Kahramanlığa ‘Kadın’ Cephesinden Bakış

Kahramanlığa ‘kadın’ cephesinden bakış

Anibal GÜLEROĞLU Yazdı

Kahramanlık ve kahramanlar… Dünyanın vazgeçemediği unsurlar. Her insan bir şekilde kendi hayatının kahramanı olmaya çalışırken toplumlar da türlü vesilelerle kahramanlar yaratma peşinde olmuşlar çağlar boyu.  Kuşkusuz tüm bu hengâmede önemli olan, gerçek kahramanlıklar ve hak edilmiş kahraman sıfatları! Dahası, kahraman yaratılırken sergilenen süreç de üstünde durulması gereken detaylardan. Nitekim ‘İnsan ortaIığı kırıp geçirmeden de kahraman oIabiIir’ demiş Fransız şair ve eleştirmen BoIieau. Velhasıl, dünyanın vazgeçilmezleri arasında yer alan kahramanlık ve kahramanlar çok yönlü ve derinlikli yaklaşımı gerektiren konulardan.

 

Öte yandan kahramanlık öykülerinin, abartılarla yüceltilen kahramanların barındırdıkları nice mantıksızlığa-gerçek dışılığa rağmen, insanları coşturma-ilgi uyandırma ve bu yolla mesaj yollayıp bilinç yaratma özelliği de yadsınamaz gerçeklerden. Nasıl ki, özünü çizgi romanlardan alan kurgu dünyası da bu özelliği evire çevire işleyip kullananlardan. Bu konuda sayısız örnek verenlerin kahramanlık anlayışıyla gelişen evrende her türden süper erkek kahraman ve erkeklerin gölgesinde yol alan güçlü kadınlar mevcut.

Lakin tıpkı gerçek hayatta olduğu gibi hikâyenin geneline hâkim olup mücadelenin komutanı durumunda bulunan ‘süper’ unvanına sahip kadın kahraman sayısı bir elin parmaklarından da az. Dolayısıyla Marvel Sinematik Evreni’nin en yeni üyesi ve dahi en güçlü kahramanı konumundaki ‘Captain Marvel’ bu açıdan ayrı bir değer taşımakta.

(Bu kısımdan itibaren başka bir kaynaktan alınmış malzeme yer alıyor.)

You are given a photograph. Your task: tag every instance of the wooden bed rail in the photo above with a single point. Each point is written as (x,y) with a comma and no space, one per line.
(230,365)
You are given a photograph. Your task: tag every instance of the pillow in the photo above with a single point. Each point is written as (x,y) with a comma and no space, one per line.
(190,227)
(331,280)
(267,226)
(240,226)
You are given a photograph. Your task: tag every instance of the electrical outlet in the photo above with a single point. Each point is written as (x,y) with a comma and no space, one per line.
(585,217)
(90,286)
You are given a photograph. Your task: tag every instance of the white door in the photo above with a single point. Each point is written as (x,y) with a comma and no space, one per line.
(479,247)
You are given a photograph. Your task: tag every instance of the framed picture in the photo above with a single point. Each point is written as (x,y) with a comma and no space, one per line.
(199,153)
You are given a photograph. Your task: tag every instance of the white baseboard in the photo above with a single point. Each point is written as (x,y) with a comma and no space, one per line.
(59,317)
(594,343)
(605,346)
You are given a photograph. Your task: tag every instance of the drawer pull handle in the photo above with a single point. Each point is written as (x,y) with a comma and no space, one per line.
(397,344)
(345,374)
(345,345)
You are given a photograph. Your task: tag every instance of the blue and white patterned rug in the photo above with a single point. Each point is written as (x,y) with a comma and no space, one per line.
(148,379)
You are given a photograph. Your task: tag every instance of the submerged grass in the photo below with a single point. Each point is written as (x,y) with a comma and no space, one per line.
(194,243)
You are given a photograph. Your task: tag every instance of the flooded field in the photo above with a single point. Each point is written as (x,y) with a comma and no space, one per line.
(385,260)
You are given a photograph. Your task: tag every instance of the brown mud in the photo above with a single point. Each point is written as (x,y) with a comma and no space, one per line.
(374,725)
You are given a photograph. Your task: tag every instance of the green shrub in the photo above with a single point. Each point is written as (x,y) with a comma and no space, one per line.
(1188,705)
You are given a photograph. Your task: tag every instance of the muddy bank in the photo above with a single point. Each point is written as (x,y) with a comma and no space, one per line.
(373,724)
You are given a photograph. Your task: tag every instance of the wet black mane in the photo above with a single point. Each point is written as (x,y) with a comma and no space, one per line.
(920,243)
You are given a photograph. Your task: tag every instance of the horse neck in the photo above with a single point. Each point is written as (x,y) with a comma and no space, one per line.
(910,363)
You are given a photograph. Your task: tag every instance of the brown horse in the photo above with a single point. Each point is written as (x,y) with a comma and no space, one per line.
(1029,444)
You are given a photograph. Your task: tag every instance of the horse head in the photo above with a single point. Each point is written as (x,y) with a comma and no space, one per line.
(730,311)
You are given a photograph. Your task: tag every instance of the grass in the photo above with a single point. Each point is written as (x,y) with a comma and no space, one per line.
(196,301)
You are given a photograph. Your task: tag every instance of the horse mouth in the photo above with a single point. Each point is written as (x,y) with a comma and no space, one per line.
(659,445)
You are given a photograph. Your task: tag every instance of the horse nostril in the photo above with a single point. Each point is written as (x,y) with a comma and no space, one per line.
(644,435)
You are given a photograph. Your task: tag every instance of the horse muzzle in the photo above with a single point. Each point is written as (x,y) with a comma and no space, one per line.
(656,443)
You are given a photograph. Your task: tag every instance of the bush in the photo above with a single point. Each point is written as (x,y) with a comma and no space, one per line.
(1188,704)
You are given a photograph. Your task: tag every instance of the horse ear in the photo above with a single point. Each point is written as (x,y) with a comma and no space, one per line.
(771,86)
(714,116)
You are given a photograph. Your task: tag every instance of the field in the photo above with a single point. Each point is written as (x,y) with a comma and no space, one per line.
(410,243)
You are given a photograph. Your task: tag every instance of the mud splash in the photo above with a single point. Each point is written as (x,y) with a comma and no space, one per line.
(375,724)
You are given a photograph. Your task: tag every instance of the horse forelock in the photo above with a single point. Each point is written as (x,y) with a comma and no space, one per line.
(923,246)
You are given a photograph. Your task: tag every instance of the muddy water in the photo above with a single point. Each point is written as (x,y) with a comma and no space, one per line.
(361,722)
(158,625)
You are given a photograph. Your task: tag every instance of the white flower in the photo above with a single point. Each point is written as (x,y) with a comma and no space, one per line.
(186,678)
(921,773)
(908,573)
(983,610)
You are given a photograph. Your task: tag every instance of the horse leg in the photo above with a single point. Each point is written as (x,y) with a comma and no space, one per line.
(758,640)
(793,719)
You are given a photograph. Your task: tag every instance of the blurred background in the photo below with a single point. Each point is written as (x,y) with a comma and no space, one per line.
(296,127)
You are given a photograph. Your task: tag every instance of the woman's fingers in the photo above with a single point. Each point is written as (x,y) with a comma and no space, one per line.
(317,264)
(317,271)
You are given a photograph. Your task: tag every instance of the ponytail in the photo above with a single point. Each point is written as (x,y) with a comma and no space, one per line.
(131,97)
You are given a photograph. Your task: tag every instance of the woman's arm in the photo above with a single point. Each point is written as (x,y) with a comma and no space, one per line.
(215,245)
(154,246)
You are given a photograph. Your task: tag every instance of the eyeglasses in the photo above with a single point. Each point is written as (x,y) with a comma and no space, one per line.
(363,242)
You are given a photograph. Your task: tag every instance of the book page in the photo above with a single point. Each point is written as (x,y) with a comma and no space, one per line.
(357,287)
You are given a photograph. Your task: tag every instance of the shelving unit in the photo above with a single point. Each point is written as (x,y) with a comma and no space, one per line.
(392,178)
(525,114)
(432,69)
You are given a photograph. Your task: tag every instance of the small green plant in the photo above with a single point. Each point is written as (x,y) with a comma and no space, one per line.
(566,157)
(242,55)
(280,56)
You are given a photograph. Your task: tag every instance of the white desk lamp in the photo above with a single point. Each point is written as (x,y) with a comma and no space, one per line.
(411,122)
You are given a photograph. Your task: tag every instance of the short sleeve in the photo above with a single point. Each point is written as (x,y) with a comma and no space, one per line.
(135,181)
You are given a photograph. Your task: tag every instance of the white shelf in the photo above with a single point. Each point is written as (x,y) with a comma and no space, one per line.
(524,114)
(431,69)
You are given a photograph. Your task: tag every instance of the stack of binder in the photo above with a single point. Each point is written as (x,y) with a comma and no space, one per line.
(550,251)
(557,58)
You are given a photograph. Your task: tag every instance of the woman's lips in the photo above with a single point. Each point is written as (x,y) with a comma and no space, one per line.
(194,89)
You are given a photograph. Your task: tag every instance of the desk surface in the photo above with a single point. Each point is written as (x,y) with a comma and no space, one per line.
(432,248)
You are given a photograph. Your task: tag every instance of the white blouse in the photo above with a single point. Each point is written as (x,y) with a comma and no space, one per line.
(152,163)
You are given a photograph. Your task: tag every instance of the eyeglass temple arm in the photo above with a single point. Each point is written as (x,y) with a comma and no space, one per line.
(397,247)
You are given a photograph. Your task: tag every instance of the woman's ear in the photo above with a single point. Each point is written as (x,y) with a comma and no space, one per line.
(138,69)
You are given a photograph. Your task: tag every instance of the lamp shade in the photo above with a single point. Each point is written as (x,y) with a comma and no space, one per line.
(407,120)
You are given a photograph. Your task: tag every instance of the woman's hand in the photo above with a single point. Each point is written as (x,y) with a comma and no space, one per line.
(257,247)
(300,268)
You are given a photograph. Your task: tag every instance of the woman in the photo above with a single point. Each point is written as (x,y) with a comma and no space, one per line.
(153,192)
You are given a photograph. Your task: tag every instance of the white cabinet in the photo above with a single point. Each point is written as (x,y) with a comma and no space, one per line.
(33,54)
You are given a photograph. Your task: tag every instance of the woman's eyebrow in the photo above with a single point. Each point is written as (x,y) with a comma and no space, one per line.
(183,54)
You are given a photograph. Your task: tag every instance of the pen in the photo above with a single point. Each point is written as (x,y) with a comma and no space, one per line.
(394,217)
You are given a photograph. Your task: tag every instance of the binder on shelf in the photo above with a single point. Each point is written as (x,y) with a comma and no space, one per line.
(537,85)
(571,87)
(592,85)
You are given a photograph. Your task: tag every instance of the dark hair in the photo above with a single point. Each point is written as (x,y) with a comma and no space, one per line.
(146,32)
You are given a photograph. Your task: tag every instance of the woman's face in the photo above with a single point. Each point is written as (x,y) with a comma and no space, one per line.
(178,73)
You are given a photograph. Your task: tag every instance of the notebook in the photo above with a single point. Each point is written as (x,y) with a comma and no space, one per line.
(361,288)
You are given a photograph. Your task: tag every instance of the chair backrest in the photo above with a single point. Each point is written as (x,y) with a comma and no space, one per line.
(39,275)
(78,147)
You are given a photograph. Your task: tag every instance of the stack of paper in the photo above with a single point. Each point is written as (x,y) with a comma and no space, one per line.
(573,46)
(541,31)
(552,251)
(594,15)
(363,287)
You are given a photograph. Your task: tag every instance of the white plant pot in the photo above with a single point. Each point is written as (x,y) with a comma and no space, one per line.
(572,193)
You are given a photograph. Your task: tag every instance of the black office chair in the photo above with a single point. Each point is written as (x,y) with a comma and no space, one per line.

Şöyle ki; Yönetmen koltuğunu Ryan Fleck ile paylaşan  Anna Boden’ın Marvel Sinematik Evreni’ndeki ilk kadın yönetmen olma sıfatına eriştiği ‘Captain Marvel’ filmi, Marvel’in en ikonik karakterlerinden birini seyirciyle buluşturmanın ötesinde, yarattığı güçlü, ilginç, benzersiz ve bağımsız kadın karakterle, süper kahramanlığa kadın cephesinden ileri seviyede bakış özelliğinde.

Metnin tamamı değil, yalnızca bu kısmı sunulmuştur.